紫陽花ロードをいく【写真日記】
息子に、「いちばん好きな花ってなに?」と聞くと、
少し考えて、「あじさいかな」と答えた。
それを聞いたのは確か冬とかで、その瞬間に咲いてたから影響されて答えたのではなく、ちゃんと考えたのがわかる。
チューリップやバラや桜ではなく、紫陽花を好きと言えるのはなかなか。そして私も紫陽花が好きなので、嬉しくなった。
この時期、わざわざ名所に行かなくても至る所で紫陽花が綺麗に咲いている。
見慣れたいつもの通勤路も、「あなた、紫陽花だったのね・・!」と驚くことがある。なんとなく通っていた道の、なんとなく草が生えてんなー、と思っていた植物が実は紫陽花だったとは、なんてことも。
見頃の季節以外は、ひっそりとそこに溶け込んで、風景の緑として馴染んでいる。
そういう花って意外とたくさんあって、家から学校までの数百メートルの道のりも、ユキヤナギ・桜・ハナミズキ・つつじ・紫陽花・・・と、まるでリレー選手がバトンを渡すように、うまい具合に移り変わっていく。
主役のときは生き生きと。
出番が終わるとまた1年後まで存在感を消す。
今、6月中旬はまさに紫陽花の季節。
関東近辺の紫陽花の名所といえば、
・鎌倉の長谷寺、明月院
・飛鳥山公園の線路沿い
・箱根
などが思い浮かぶ。
私もすべて過去に見ごろの時期に行ったことがあるけど、それはもうめちゃめちゃ混んでいる。
もう人混みに揉まれて、紫陽花を見に来たのか人の頭頂部を見に来たのかわかんなくなるほど。(頭頂部は見に行かないね)
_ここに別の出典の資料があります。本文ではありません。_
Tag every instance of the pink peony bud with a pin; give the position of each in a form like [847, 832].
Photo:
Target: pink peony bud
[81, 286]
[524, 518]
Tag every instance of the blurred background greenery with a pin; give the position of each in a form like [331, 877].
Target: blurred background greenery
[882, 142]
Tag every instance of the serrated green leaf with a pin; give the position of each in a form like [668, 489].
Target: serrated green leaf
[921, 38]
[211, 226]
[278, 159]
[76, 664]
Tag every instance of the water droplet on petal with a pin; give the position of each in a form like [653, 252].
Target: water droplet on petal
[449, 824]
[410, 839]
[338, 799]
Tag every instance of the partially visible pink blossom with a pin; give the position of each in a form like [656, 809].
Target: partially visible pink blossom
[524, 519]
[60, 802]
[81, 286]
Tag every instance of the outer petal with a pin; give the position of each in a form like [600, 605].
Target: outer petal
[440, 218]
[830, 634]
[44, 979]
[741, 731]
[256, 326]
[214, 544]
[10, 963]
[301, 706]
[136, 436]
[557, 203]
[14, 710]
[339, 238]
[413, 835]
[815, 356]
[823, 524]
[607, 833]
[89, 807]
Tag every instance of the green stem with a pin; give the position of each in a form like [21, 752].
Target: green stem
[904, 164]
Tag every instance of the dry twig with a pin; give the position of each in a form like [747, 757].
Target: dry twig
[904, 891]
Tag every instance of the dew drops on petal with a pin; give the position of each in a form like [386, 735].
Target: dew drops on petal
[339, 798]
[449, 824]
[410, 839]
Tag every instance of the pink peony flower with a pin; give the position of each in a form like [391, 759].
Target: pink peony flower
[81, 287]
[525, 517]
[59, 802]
鎌倉なんて、整理券が配られて入場できるまで何時間待ち、なんてこともあった。まるでトイストーリーマニア。
そんな中、名所だけど実は穴場を発見した。
いや、普通に公になっているし、「紫陽花 関東 名所」で検索すればまぁ出てくる情報なのでそこまで穴場ではないけど、実際に行ってみると、人はいるもののごみごみはしていない。そして程よく田舎でのんびり。
何よりも映えを意識した浴衣系自撮り女子ーズがいない!(偏見に満ちた言い回しでごめんなさい)
今日は、数年前にひとりでカメラを持ってぶらりと写真を撮りに行ったときの記録を。
お寺までの道のりは、小さなお土産やさんが並ぶ。
私の大好きなお漬物もたくさんあって、ここでテンション上がって買い込んでしまった!
鞄から、少々すっぱい香りを漂わせつつ向かうことに。(迷惑)
この日の天気は安定の曇天。
生粋の雨女なので、雨が降らなかっただけ奇跡。
紫陽花を撮影するには曇りの日がいいとよく聞くけど、確かにしっとりとした雰囲気が魅力の紫陽花は、カンカン照りよりも曇っていたほうがいいのかもしれない。
私はいつもLightroomでレタッチしているんだけど、プリセットはいつもその都度作っていて(プリセット=エフェクトみたいなやつ)、被写体や風景はどんなイメージだったかを思い出しながら、どんなインスピレーションを受けたかを大事にしつつ編集している。
自分好みの軸は一応あるけど、青みが強いときもあれば暖色系になることもある。カラフルな写真が多いと思われがちだけど、彩度を落とすこともある。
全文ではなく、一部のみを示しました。